I had 2 speedlights and a large reflector and some phottix odins.
I only had about 5 mins to setup and about 20 mins to shoot

since they were wearing high visability clothing with reflector strips direct hard light was out so i made myself a windproof softbox  the silver side of the reflector is hung over the saftey cage so the whole back behind the lights is silver refelector thats the translucent insert scrim which just happens to fit perfectly to fill the back of a prado 

i adjusted the position of the lights (they are just lying down ontop of my camera bag behind the scrim) after this shot moved them back and spread out a bit i just pulled the highlights down 100% to show the speedlights better


----------



## Cptn Rigo (Aug 31, 2012)

Nice!!!

Can you share some of the images?


----------



## wickidwombat (Aug 31, 2012)

here's a couple of the shots, group shot and envirnmental portrait

also the flash is in ettl with +3 EC dialled into the flash on the odin
1Dmk3 with 24-105 f4L f9 @ 1/200 sec iso 100


----------



## iris chrome (Aug 31, 2012)

Nice!! 

What was position of your "flash box" (aka car) during the shoot?

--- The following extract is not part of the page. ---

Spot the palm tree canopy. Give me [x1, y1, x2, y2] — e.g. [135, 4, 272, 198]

I'm guessing slightly camera left but could be wrong.


----------



## wickidwombat (Aug 31, 2012)

Yep slightly camera left the group shot I was standing on it so the light was below and to my left


----------



## Trevor (Aug 31, 2012)

Success!


----------



## Rienzphotoz (Aug 31, 2012)

Brilliant idea and EXCELLENT ... I take a lot of photos of crew form our onshore/offshore drilling rigs, so I can understand how challenging it is to take a photo during mid day with all their high visibility reflective stripes ... but I never thought of your brilliant idea ... I am gonna try it next time and post them on this thread (most like end of October as it way too hot right now here in the middle east) ... you are not gonna sue me for using your idea are you? ;D


----------



## wickidwombat (Aug 31, 2012)

Hahaha I'm not apple if I was worried about people using the idea I would not have posted it  
Anyway I came up with the idea mainly from reading alot of joe McNally stuff while I don't think he did this he does come up with interesting and creative solutions which is kind of my inspiration for being able to do the same


----------



## Rienzphotoz (Aug 31, 2012)

wickidwombat said:


> Hahaha I'm not apple if I was worried about people using the idea I would not have posted it
> Anyway I came up with the idea mainly from reading alot of joe McNally stuff while I don't think he did this he does come up with interesting and creative solutions which is kind of my inspiration for being able to do the same


Yeah Joe McNally is awesome ... it was because of him I subscribed to Kelbytraining ... a few months ago I sent an email to Joe McNally to convey what I thought of his good work ... to my surprise he actaully replied ... that was pretty special.


----------



## revup67 (Sep 9, 2012)

Wiki..this is ingenious of course coming from you and Joe I would not expect anything less. Which McNally are you reading? I'm currently reviewing his video course on working with one light

Did you ever use the FTP? could use some of your McNally stuff


----------